You wouldn’t run a marathon without first training your body; and Arizona substance abuse counselor, Richard Poppy, says quitting a chemical addiction requires just as much preparation – of your mind.
Poppy opened Oro Valley’s Desert Star Addiction Recovery Center in 2009. More than an outpatient treatment facility, Desert Star also promotes the idea that addiction isn’t a failure, but an illness. It’s that pioneering attitude and homey atmosphere that earned Poppy’s center a recent feature in The Explorer News. That article, in turn, earned The Explorer a newspaper article mounting to preserve its great news.
Sonoran Desert Star Bulks Up On Comfort
The Desert Star is meant to make its clients feel relaxed, as if they were at home. Poppy said this was to leave behind the cold, clinical detachment of most treatment facilities and hospitals. It’s not punishment for addiction that drives Poppy’s business model; it’s preparation for the next big step in overcoming addiction.

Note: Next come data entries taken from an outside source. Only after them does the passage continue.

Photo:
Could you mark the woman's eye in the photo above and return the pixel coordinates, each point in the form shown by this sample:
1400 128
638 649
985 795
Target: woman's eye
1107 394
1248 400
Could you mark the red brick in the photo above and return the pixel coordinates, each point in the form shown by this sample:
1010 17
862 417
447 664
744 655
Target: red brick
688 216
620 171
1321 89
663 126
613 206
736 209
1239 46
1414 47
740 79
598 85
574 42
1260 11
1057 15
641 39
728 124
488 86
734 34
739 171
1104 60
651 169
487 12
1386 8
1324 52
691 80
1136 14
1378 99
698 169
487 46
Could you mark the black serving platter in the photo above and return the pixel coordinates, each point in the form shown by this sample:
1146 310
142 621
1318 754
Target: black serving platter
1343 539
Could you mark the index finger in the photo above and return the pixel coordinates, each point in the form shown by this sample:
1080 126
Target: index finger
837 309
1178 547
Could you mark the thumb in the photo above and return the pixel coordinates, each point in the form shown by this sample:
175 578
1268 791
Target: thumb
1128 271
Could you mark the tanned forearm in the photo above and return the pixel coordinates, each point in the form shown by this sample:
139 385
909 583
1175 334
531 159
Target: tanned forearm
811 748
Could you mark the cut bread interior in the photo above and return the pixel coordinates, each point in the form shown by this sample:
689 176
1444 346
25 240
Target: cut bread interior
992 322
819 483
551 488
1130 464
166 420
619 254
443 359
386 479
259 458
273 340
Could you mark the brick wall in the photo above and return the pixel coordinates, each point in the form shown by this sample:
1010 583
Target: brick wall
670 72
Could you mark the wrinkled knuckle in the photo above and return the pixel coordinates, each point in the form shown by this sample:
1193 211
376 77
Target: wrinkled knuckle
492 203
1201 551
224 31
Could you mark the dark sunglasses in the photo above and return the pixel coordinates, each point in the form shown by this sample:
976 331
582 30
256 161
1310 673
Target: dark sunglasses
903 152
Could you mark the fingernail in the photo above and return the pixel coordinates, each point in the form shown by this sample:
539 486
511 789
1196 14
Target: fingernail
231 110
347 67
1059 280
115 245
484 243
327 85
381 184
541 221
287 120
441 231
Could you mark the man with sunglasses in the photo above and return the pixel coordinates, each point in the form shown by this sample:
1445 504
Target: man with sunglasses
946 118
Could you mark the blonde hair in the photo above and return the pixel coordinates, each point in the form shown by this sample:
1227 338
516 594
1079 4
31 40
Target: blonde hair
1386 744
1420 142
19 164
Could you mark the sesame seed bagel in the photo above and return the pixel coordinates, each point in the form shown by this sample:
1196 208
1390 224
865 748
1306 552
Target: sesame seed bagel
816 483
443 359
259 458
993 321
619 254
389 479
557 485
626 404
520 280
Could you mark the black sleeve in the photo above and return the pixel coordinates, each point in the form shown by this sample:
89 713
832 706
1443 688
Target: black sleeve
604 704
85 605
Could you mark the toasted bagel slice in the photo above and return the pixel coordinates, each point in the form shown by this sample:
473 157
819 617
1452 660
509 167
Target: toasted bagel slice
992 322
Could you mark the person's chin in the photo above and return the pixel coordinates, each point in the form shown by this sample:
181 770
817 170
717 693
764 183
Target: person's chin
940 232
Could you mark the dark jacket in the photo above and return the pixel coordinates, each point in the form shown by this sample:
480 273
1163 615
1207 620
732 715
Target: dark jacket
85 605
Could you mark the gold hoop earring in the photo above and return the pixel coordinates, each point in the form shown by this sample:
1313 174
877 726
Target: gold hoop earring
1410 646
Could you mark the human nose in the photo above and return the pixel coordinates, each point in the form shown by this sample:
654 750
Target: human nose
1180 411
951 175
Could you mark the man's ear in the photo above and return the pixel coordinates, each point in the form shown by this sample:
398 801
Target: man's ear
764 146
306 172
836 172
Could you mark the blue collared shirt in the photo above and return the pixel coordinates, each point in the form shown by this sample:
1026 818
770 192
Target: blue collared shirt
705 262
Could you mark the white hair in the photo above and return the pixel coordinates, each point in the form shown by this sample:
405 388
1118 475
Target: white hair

“We frequently compare (recovery) to training for a marathon,” Poppy told The Explorer, “in that the most difficult moments pose both the highest risk for relapse, as well as the greatest opportunity for breakthrough.”
It is the hope of each client’s breakthrough to overcoming addiction that inspires Poppy and his staff of therapists, counselors and psychologists to custom-design each person’s training program. The extra effort to personalize their rehabilitation, says Poppy, pays off in big ways both during and after recovery. In this race, he explained, there’s no winning ribbon or trophy. The goal in this race is independence.
Custom Article Mounting Celebrates Desert Star Press Coverage
Whether it’s recovery from addiction or marathon training, those who help people reach personal milestones are elevated by positive media coverage. Poppy, like many whose crusades take them into people’s lives and hearts, didn’t open the Desert Star with a thought to his own personal stardom. But, the Desert Star itself is what shines through in The Explorer coverage. It highlights the business model that puts people first and their illnesses a distant second in a race to healthy living, and that business model is worth celebrating.